N’hésitez pas à tester imagana en allant sur le site http://www.imagana.com (clé d’accès « WEB », jusqu’à fin juin). Le jeu sera gratuit et accessible à tous d’un simple clic.
Bien cordialement,
L’équipe d’imagana – les clés du jeu de Mô
Anise Marimoutou
dimanche 22 juin 2014 14:58:33 +00:00
Bravo pour votre beau projet ludique "Imagina". J'espère que les réunionnais l'adopteront.
Malheureusement,les plus nécessiteux, ceux qui sont réellement concernés par l'illettrisme n'ont pas forcément un ordinateur connecté à internet à leur portée.
A la Réunion, nous manquons cruellement de structures pour accueillir les jeunes en difficultés, en dehors du cadre scolaire. Les projets d'éveil musical, d'atelier de lecture, d'écriture et d'initiation à l'informatique existent, mais les associations sont devant un obstacle majeur : le manque de locaux pour recevoir le public.

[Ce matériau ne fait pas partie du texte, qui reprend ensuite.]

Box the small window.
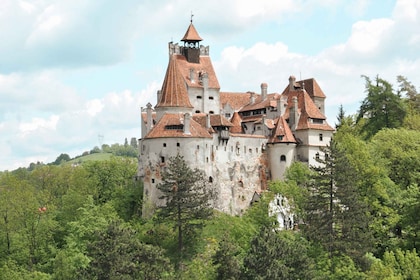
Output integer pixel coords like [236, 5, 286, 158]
[209, 176, 213, 183]
[209, 96, 214, 100]
[197, 96, 202, 99]
[315, 153, 320, 160]
[177, 142, 180, 147]
[163, 143, 166, 147]
[319, 134, 323, 141]
[209, 111, 214, 114]
[225, 113, 231, 118]
[238, 180, 244, 188]
[151, 179, 155, 184]
[161, 156, 165, 163]
[195, 110, 201, 113]
[197, 145, 200, 150]
[280, 155, 286, 162]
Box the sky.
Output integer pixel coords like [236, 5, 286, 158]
[1, 0, 419, 171]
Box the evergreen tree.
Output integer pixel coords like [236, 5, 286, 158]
[84, 221, 171, 279]
[242, 227, 315, 279]
[212, 236, 242, 280]
[304, 139, 373, 265]
[357, 75, 406, 139]
[156, 154, 215, 268]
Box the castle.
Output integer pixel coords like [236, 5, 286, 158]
[138, 21, 334, 216]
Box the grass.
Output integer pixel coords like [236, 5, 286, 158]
[67, 152, 113, 165]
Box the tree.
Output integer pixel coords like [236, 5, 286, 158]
[156, 154, 215, 268]
[213, 236, 242, 280]
[357, 75, 406, 139]
[304, 138, 373, 265]
[84, 221, 172, 280]
[242, 227, 315, 279]
[53, 153, 71, 165]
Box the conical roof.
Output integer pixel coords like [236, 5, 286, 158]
[156, 55, 193, 108]
[181, 22, 202, 42]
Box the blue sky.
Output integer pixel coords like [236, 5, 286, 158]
[1, 0, 419, 170]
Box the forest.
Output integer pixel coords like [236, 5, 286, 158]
[0, 75, 419, 279]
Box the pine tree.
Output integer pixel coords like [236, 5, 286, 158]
[156, 154, 215, 268]
[357, 75, 406, 139]
[304, 139, 373, 265]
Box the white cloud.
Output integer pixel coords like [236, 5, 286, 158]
[19, 115, 60, 136]
[347, 19, 394, 54]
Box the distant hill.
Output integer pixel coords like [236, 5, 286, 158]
[67, 152, 114, 165]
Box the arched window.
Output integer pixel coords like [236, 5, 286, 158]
[280, 155, 286, 162]
[209, 176, 213, 183]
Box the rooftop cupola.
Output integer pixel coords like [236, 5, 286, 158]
[181, 17, 202, 63]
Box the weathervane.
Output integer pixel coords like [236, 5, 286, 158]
[190, 11, 194, 23]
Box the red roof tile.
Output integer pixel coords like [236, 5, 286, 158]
[269, 117, 296, 143]
[181, 23, 203, 41]
[156, 56, 193, 108]
[145, 113, 212, 139]
[220, 92, 252, 111]
[193, 114, 233, 127]
[297, 78, 326, 98]
[175, 55, 220, 89]
[229, 112, 243, 133]
[240, 93, 281, 112]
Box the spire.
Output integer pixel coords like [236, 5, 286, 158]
[181, 22, 202, 42]
[156, 56, 193, 108]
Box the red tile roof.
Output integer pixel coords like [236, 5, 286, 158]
[229, 112, 243, 133]
[284, 90, 334, 131]
[175, 55, 220, 89]
[297, 78, 326, 98]
[220, 92, 252, 111]
[193, 114, 233, 127]
[145, 113, 212, 139]
[181, 23, 203, 41]
[269, 117, 296, 143]
[156, 55, 193, 108]
[240, 93, 281, 112]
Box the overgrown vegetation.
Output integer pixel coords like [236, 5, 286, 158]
[0, 75, 419, 279]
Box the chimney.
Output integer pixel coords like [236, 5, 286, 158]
[183, 113, 191, 135]
[250, 92, 255, 104]
[156, 90, 161, 104]
[202, 72, 209, 89]
[190, 68, 195, 83]
[146, 102, 153, 132]
[289, 76, 296, 91]
[261, 83, 268, 100]
[290, 96, 299, 131]
[206, 113, 211, 129]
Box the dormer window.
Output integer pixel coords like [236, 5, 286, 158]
[312, 118, 323, 124]
[165, 125, 183, 130]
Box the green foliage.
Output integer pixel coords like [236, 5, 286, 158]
[357, 75, 407, 139]
[370, 128, 420, 189]
[84, 221, 172, 280]
[366, 249, 420, 279]
[52, 153, 71, 165]
[212, 236, 242, 280]
[242, 228, 315, 279]
[156, 154, 216, 267]
[304, 138, 373, 264]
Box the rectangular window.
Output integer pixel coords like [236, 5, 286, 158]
[319, 134, 323, 141]
[177, 142, 180, 147]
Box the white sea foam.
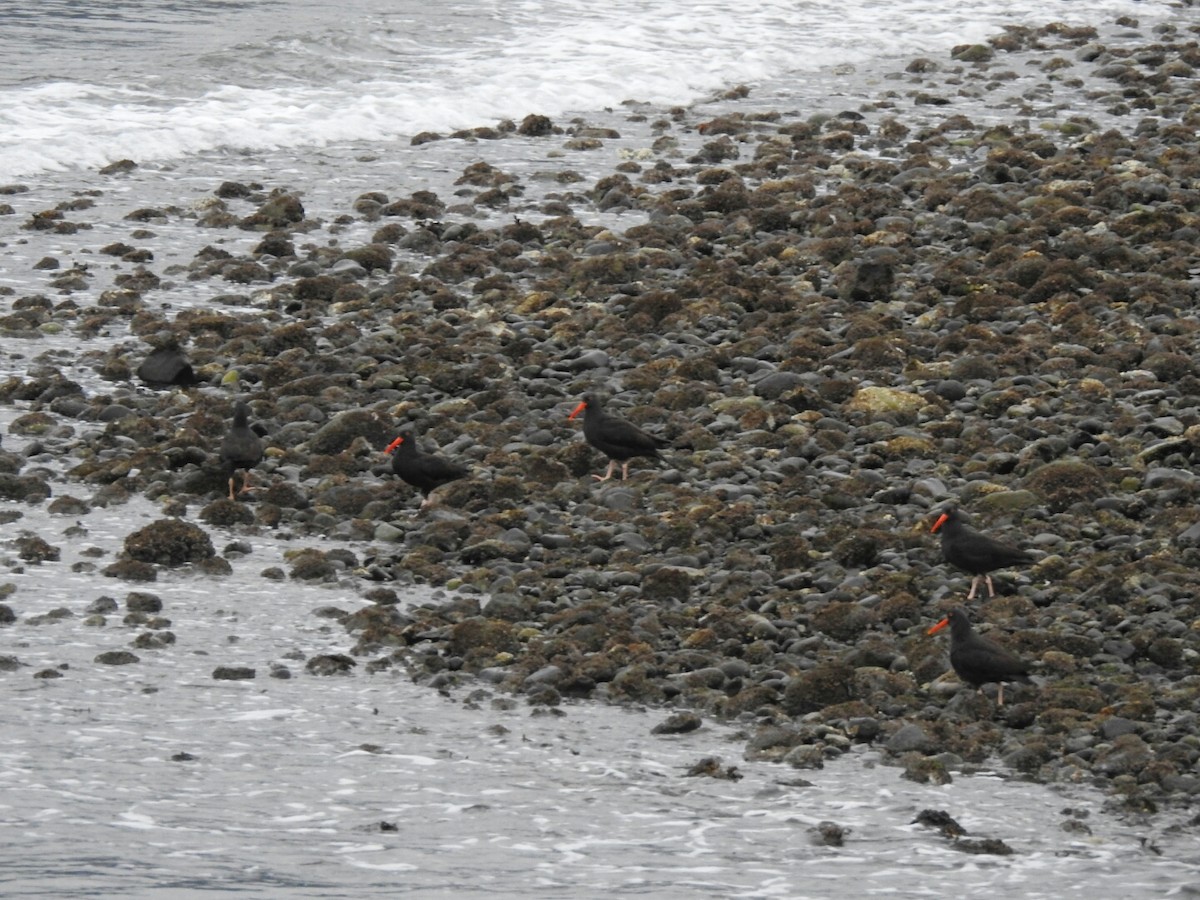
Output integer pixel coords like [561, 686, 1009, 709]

Pour que les projets aboutissent et que la lutte contre l'illettrisme soit plus efficace,ne faudrait-il pas faire un travail de proximité avec les associatifs et notamment celles qui travaillent aux côtés des parents d'élèves ? Ensuite, coordonner et fédérer les projets ?
Agir efficacement, c'est aussi sensibiliser, mobiliser et montrer les conséquences de l'illettrisme. L'isolement dans lequel sont les personnes qui ne savent ni lire, ni écrire, dans notre société moderne, n'est plus acceptable.